The main difference with a traditional JupyterHub installation is the use of conda to install a full environment rather than the recommended combination of pip/conda.
The main steps are:
Install JupyterHub dependencies:
Nodejs
npm
systemd
httpd
miniconda
Create JupyterHub group for sudospawner
Create JupyterHub user
Create a sudoers file
Create a configuration file
Create an anaconda virtual environment file for JupyterHub.
Create a sudospawner configuration file
Create JupyterHub’s systemd service file
Create JupyterHub’s httpd configuration file
Create JupyterHub’s static kernels
Provision the kernels with the required environments
Create a suitable script to start JupyterHub
Optionally create a suitable logo to display in JupyterHub
Start the JupyterHub service
There is an ansible script available to try to automatize this process.
Installing Anaconda¶
The first step is making sure that conda>4.8.3 is available in the system or download and install otherwise:
miniconda/tasks/main.yml:
---
- name: check for existing miniconda
stat:
path: "{{ miniconda_conda_bin }}"
changed_when: false
register: miniconda_conda
- name: get installed miniconda version
command: "{{ miniconda_conda_bin }} --version"
changed_when: false
register: installed_conda_version
when: miniconda_conda.stat.exists
- name: check installed miniconda version
set_fact:
installed_conda_version: "{{ installed_conda_version.stdout | regex_search(version_output, '\\1') | first }}"
vars:
version_output: 'conda (.+)'
when: installed_conda_version.stdout is defined
# install miniconda
- when: not miniconda_conda.stat.exists or installed_conda_version < miniconda_min_version
block:
- name: download miniconda installer
get_url:
url: "{{ miniconda_installer_url }}"
dest: "/tmp/{{ miniconda_installer_url | basename }}"
mode: "0755"
- name: install miniconda
command: "bash /tmp/{{ miniconda_installer_url | basename }} -b -p {{ miniconda_prefix }}"
become: true
args:
creates: "{{ miniconda_prefix }}"
- name: delete miniconda installer
file:
path: "/tmp/{{ miniconda_installer_url | basename }}"
state: absent
Where the different variables are defined in defaults and vars:
miniconda/defaults/main.yml
miniconda_prefix: /opt/miniconda3
miniconda_min_version: "4.8.3"
miniconda_installer_url: https://repo.anaconda.com/miniconda/Miniconda3-latest-Linux-x86_64.sh
miniconda/vars/main.yml
---
miniconda_conda_bin: "{{ miniconda_prefix }}/condabin/conda"

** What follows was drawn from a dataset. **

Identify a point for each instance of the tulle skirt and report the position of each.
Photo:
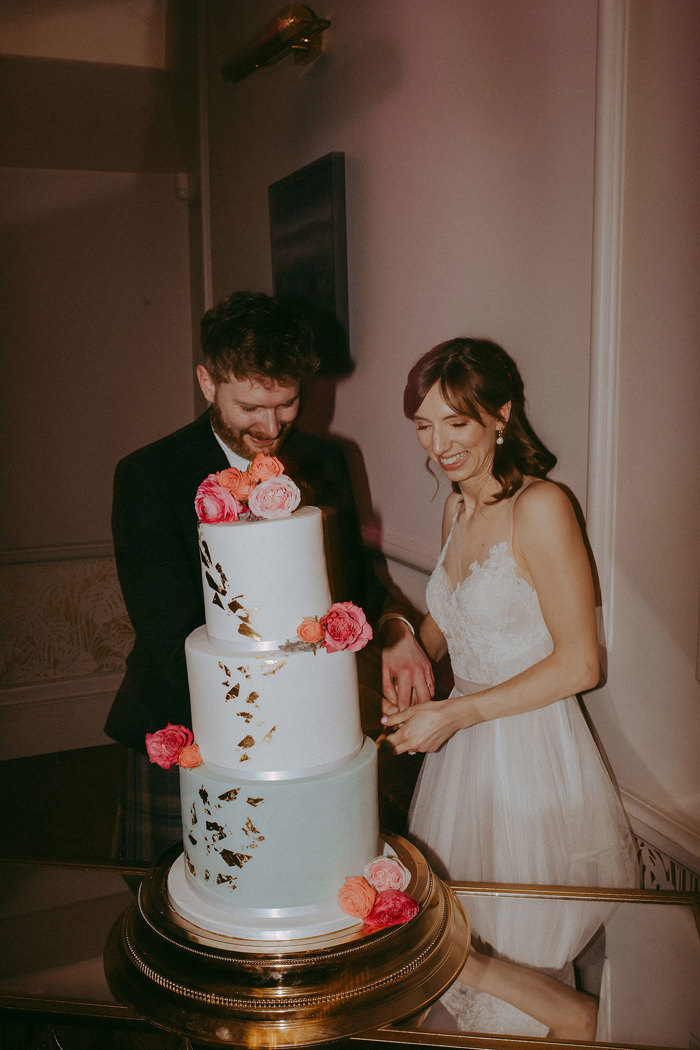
(525, 799)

Installing other dependencies¶
Depending on the Linux distribution used, the way to install the rest of dependencies may vary. This guide has been tested in Centos 7.
In this step we install (in case they are not already available):
nodejs
npm
systemd
httpd
In the case of nodejs, it might be necessary to first install Node repository. We can do this by downloading the installers and running them locally. We can use the following ansible role to perform the installation:
node/tasks/main.yml
---
- name: download nodejs repo installer
get_url:
url: "https://rpm.nodesource.com/setup_15.x"
dest: "/tmp/nodejsrepo"
mode: "0755"
- name: Install nodejs repository
command: "bash /tmp/nodejsrepo"
become: true
# npm is installed as part of nodejs
- name: install jupyterhub deps
yum:
name:
- nodejs
- systemd
- httpd
state: installed
become: true
Authentication¶
For demonstration purposes we show how to configure via PAM (Ligo uses Shibboleth for authentication purposes). The authentication method to use can be defined in JupyterHub configuration file:
jupyterhub/templates/jupyterhub_config.py.j2
c.Application.log_level = 10
# By commenting out the authenticator class
# jupyterhub falls back to using PAM
#c.JupyterHub.authenticator_class = 'jhub_remote_user_authenticator.remote_user_auth.RemoteUserLocalAuthenticator'
c.ConfigurableHTTPProxy.command = '/opt/jupyterhub/bin/configurable-http-proxy'
c.JupyterHub.spawner_class = 'sudospawner.SudoSpawner'
c.SudoSpawner.sudospawner_path = '/opt/jupyterhub/bin/sudospawner'
# Make JupyterLab the default
c.Spawner.default_url = '/lab'
c.PAMAuthenticator.open_sessions=False
As mentioned, by commenting out the authenticator class JupyterHub falls back to using PAM authentication method.
IRIS IAM¶
It is possible to authenticate using IRIS IAM. For this some changes and additional packages are required.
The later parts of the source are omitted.